陳報道官が指摘した主な懸念点は、以下の通りです。
- 分離独立の立場を頑なに維持し、追求していること
- 中国本土からのいわゆる「脅威」を誇張し、台湾海峡における対立を激化させていること
- 表向きには対話や交流を呼びかけながら、実際には分離独立のアジェンダを推進するという、不誠実な手法で台湾住民や国際社会を欺こうとしていること
中国本土が示す「台湾問題」の視点
中国本土側は、今回の批判を通じて改めて自国の基本方針を強調しました。陳報道官は、台湾は過去にも現在にも国家ではなく、将来にわたっても国家になることはないという立場を明確にしています。
また、この問題の本質について次のように説明しました。
- 歴史的背景:台湾問題は1940年代の中国内戦から残された歴史的な課題である。
- 法的・歴史的絆:台湾でのいかなる選挙結果も、台湾が中国の一部であるという事実や、両岸を結ぶ歴史的・法的な絆を断ち切ることはできない。

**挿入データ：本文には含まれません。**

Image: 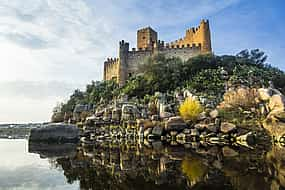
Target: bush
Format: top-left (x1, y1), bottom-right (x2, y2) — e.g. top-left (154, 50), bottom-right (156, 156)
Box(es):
top-left (219, 88), bottom-right (258, 110)
top-left (179, 97), bottom-right (203, 121)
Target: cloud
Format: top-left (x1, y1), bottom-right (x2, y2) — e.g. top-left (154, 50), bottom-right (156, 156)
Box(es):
top-left (0, 0), bottom-right (284, 122)
top-left (0, 81), bottom-right (79, 100)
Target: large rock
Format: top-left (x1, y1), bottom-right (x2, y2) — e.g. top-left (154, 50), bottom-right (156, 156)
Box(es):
top-left (263, 121), bottom-right (285, 141)
top-left (165, 116), bottom-right (187, 131)
top-left (258, 88), bottom-right (272, 101)
top-left (223, 146), bottom-right (239, 157)
top-left (267, 94), bottom-right (285, 121)
top-left (220, 122), bottom-right (236, 133)
top-left (29, 124), bottom-right (79, 142)
top-left (151, 126), bottom-right (163, 136)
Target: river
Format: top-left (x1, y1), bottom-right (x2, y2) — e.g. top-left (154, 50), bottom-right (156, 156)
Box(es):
top-left (0, 139), bottom-right (285, 190)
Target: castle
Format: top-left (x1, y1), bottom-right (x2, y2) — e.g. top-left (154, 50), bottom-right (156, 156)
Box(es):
top-left (104, 19), bottom-right (212, 85)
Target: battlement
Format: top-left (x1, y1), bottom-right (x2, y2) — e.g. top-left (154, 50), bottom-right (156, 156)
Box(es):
top-left (129, 40), bottom-right (202, 54)
top-left (104, 19), bottom-right (212, 85)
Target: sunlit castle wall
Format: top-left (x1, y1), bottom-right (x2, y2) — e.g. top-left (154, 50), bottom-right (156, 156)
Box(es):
top-left (104, 20), bottom-right (212, 85)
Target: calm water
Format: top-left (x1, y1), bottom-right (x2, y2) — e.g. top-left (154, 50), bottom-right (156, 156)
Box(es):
top-left (0, 140), bottom-right (285, 190)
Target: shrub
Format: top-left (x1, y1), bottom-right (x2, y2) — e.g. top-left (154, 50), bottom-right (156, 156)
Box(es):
top-left (219, 88), bottom-right (258, 110)
top-left (179, 97), bottom-right (203, 121)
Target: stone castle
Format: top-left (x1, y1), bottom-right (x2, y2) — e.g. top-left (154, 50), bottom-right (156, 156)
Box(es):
top-left (104, 20), bottom-right (212, 85)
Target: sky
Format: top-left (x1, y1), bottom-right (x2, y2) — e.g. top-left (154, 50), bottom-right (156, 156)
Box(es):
top-left (0, 0), bottom-right (285, 123)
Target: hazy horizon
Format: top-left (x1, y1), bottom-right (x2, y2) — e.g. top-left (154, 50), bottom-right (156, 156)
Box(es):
top-left (0, 0), bottom-right (285, 124)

そのうえで、いかなる口実であっても、分離独立活動を追求するいかなる人物や勢力も許さないという強い姿勢を示しました。
平和と安定への道と今後の展望
中国本土側は、分離独立を推進する人々を「平和を損なう主犯」と呼び、引き続き「一つの中国」原則と「92年コンセンサス」を堅持する意向です。
台湾住民との幅広い団結を図り、分離独立活動に対処することで、台湾海峡の平和と安定を守るとしています。対話の呼びかけが「不誠実」であると見なされる中で、両岸関係の構築には依然として深い溝があることが浮き彫りになっています。